Ты просто исполняешь свое предназначение – и все.

– …Королю и Фасинадо, нашей родине, ковавшей свою историю на протяжении веков, – услышал Рамиро окончание речи сеньора-распорядителя и поднял голову.

– Благодарю вас, граф Вилларес, – произнес Альваро, и сеньор-распорядитель, глубоко поклонившись королю, сел. Церемонии на этом заканчивались, и начинался обычный человеческий разговор. – Полагаю, совет хочет выслушать моего сына Рамиро, только что возвратившегося из Флоренции с новостями.

Рамиро встал, одернул сюртук (попался какой-то неудобный), заложил руки за спину и, выйдя на шаг вперед, изложил совету все то, что поведал отцу получасом ранее.

Впрочем, одного он не сказал: того, что жгло его душу с тех самых пор, как лорд Эверетт произнес свое предложение. Женитьба на Чарити и списание всех долгов. Совету это знать вовсе не следует, учитывая то, что Рамиро достаточно ясно ответил банкиру Эверетту – и к тому же это было несправедливо по отношению к такой очаровательной девушке, как Чарити. Принцу казалось, что она заслуживает лучшего, чем оказаться прикованной к островной политической машине, о которой понятия не имеет. Мало ли что рассказывал ей отец и сам Рамиро; изнутри все всегда по-другому. Ей нужно найти подходящего молодого человека, влюбиться в него, выйти замуж, а не стать заложницей чужих долгов. Стремления лорда Эверетта понятны – не каждый раз выпадает шанс сделать дочь принцессой, за это можно и долги списать, особенно это легко для человека столь богатого. Но вся душа Рамиро противилась подобному решению, а он привык действовать по велению души – с долгом оно обычно не расходилось.

Он закончил и сел, слушая обрадованный гул – совету новости понравились, конечно же. Еще бы, ведь все получили отсрочку. Только Амистад де Моралес выглядел не слишком веселым. Он тоже послушал полминуты и прервал обсуждение хорошо поставленным голосом:

– Вы забываете, сеньоры, об одном: этот долг все же придется возвращать. Сейчас на Фасинадо все идет неплохо, однако где мы добудем требуемые суммы?

– Лорд Эверетт подождет еще, – сказал барон де Лопес-Эрнандо.

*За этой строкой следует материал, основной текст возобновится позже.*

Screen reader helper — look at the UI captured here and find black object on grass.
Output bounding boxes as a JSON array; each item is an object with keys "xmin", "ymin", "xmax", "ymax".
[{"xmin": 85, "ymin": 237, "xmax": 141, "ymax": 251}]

– Лорд Эверетт не станет ждать бесконечно, – сдержанно произнес Рамиро. Как и всегда, когда он говорил, перешептывания утихли. Рамиро редко повышал голос, и потому к нему прислушивались. – Он дал мне понять, что отсрочка – не решение проблемы.

– Что совет имеет сказать по этому поводу? – задал вопрос Альваро.

– Позвольте мне, ваше величество, – попросил де Моралес.

– Прошу вас, первый министр.

Амистад поднялся и тяжело оперся кулаками о столешницу.

– Это возвращает нас к тем вопросам, что мы никак не можем решить, сеньоры. Вопросам внешней торговли и флота.

Снова поднялся шум; Рамиро еле заметно поморщился и переглянулся с отцом. Судя по кислому виду Альваро, ему эти разговоры уже оскомину набили. Еще бы. Вопрос о строительстве торгового флота обсуждался на совете уже не первый год.

Фасинадо обладал неплохими ресурсами для того, чтобы обеспечивать себя. Здесь имелись полезные ископаемые, соляные копи, виноградники, в изобилии водилось зверье, и в море плескалась рыба… только вот этого недостаточно для процветания. Многие товары приходилось ввозить с материка, на острове просто не имелось ресурсов для их производства. Именно это истощало государственную казну. Именно это сделало долг лорду Эверетту превосходящим все мыслимые и немыслимые размеры. С этим нужно было как-то справиться, и прогрессивная часть королевского совета во главе с принцем Рамиро настаивала на том, что следует строить собственный торговый флот. Когда-то у Фасинадо было три десятка кораблей, на которых вывозились товары на материк, и это время по праву считается золотыми годами острова; но вот уже тридцать два года, как страшная буря разметала флот у итальянских берегов, уничтожив не только суда, но и товары. С тех пор в казне все не находилось денег, чтобы выстроить флот больше и лучше, и этот вопрос откладывался раз за разом. Рамиро считал, что дальше откладывать его нельзя. Флот нужен сейчас. Импорт иностранных товаров станет гораздо легче, экспорт собственных – тоже. Консерваторы настаивали на том, что торговый флот способен разрушить уникальность острова: на него могут хлынуть переселенцы, а чрезмерное процветание ведет к пристальному вниманию со стороны людей могущественных, которые могут захотеть забрать Фасинадо себе. И как тогда поступить, чем им ответить?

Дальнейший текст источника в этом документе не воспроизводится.